As of the census of 2000, there were 1,023 people, 388 households, and 301 families residing in the town. The population density was 29.3 people per square mile (11.3/km^{2}). There were 420 housing units at an average density of 12.0 per square mile (4.6/km^{2}). The racial makeup of the town was 97.36% White, 0.29% African American, 0.59% Native American, 0.29% Asian, 0.49% from other races, and 0.98% from two or more races. Hispanic or Latino of any race were 1.37% of the population.

There were 388 households, out of which 34.0% had children under the age of 18 living with them, 68.8% were married couples living together, 5.2% had a female householder with no husband present, and 22.4% were non-families. 18.8% of all households were made up of individuals, and 5.2% had someone living alone who was 65 years of age or older. The average household size was 2.64 and the average family size was 3.02.
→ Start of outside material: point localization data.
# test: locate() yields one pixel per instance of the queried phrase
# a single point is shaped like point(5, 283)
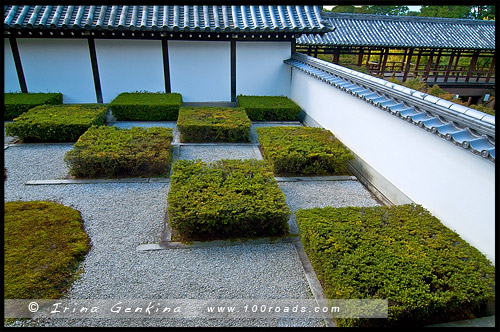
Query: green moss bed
point(428, 274)
point(112, 152)
point(225, 199)
point(44, 243)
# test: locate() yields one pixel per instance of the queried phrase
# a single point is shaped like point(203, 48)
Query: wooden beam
point(18, 64)
point(408, 64)
point(336, 55)
point(95, 70)
point(380, 60)
point(491, 70)
point(457, 75)
point(360, 57)
point(166, 65)
point(415, 73)
point(473, 62)
point(384, 61)
point(448, 69)
point(233, 71)
point(436, 68)
point(428, 66)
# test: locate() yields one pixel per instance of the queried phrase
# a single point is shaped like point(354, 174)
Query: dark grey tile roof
point(465, 127)
point(404, 31)
point(167, 18)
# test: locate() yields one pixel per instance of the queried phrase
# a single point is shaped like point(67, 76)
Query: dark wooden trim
point(360, 57)
point(18, 64)
point(384, 62)
point(415, 73)
point(95, 70)
point(408, 64)
point(233, 71)
point(155, 35)
point(428, 66)
point(491, 70)
point(473, 62)
point(436, 68)
point(166, 65)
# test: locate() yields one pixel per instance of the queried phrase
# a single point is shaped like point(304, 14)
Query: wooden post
point(455, 66)
point(428, 67)
point(360, 57)
point(233, 70)
point(386, 55)
point(492, 68)
point(18, 64)
point(336, 55)
point(415, 73)
point(450, 63)
point(436, 68)
point(473, 62)
point(95, 70)
point(408, 64)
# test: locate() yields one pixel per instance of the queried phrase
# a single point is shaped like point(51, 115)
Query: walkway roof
point(404, 32)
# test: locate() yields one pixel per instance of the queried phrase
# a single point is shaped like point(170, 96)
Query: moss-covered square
point(213, 124)
point(56, 123)
point(17, 103)
point(428, 274)
point(296, 151)
point(44, 242)
point(146, 106)
point(269, 108)
point(109, 152)
point(225, 199)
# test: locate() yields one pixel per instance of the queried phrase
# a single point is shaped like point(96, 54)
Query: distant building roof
point(465, 127)
point(404, 31)
point(234, 19)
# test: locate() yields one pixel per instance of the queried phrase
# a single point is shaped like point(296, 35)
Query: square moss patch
point(225, 199)
point(213, 124)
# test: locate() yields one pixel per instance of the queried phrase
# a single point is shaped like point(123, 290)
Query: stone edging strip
point(97, 181)
point(167, 180)
point(166, 245)
point(316, 178)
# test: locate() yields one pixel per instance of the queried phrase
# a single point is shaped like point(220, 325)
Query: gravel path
point(120, 216)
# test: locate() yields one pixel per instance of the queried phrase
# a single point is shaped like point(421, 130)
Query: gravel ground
point(119, 217)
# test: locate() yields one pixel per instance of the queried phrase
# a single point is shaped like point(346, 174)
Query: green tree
point(446, 11)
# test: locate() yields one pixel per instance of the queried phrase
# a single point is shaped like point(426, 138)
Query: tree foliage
point(480, 12)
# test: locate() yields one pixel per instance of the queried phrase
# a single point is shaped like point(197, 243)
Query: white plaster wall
point(129, 65)
point(200, 70)
point(453, 184)
point(260, 69)
point(11, 81)
point(58, 65)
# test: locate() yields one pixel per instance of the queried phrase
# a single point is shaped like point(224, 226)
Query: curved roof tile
point(404, 31)
point(463, 126)
point(172, 18)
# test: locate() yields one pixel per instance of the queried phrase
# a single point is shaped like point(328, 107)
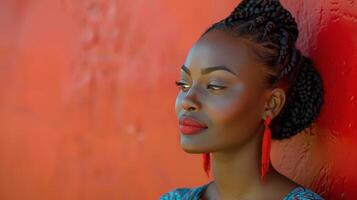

The population 25.5% under the age of 18, 4.9% from 18 to 24, 29.5% from 25 to 44, 29.0% from 45 to 64, and 11.0% who were 65 years of age or older. The median age was 39 years. For every 100 females, there were 107.5 males. For every 100 females age 18 and over, there were 106.5 males.

The median income for a household in the town was $50,625, and the median income for a family was $56,389. Males had a median income of $37,647 versus $21,833 for females. The per capita income for the town was $22,155. About 1.3% of families and 2.0% of the population were below the poverty line, including 2.1% of those under age 18 and 3.1% of those age 65 or over.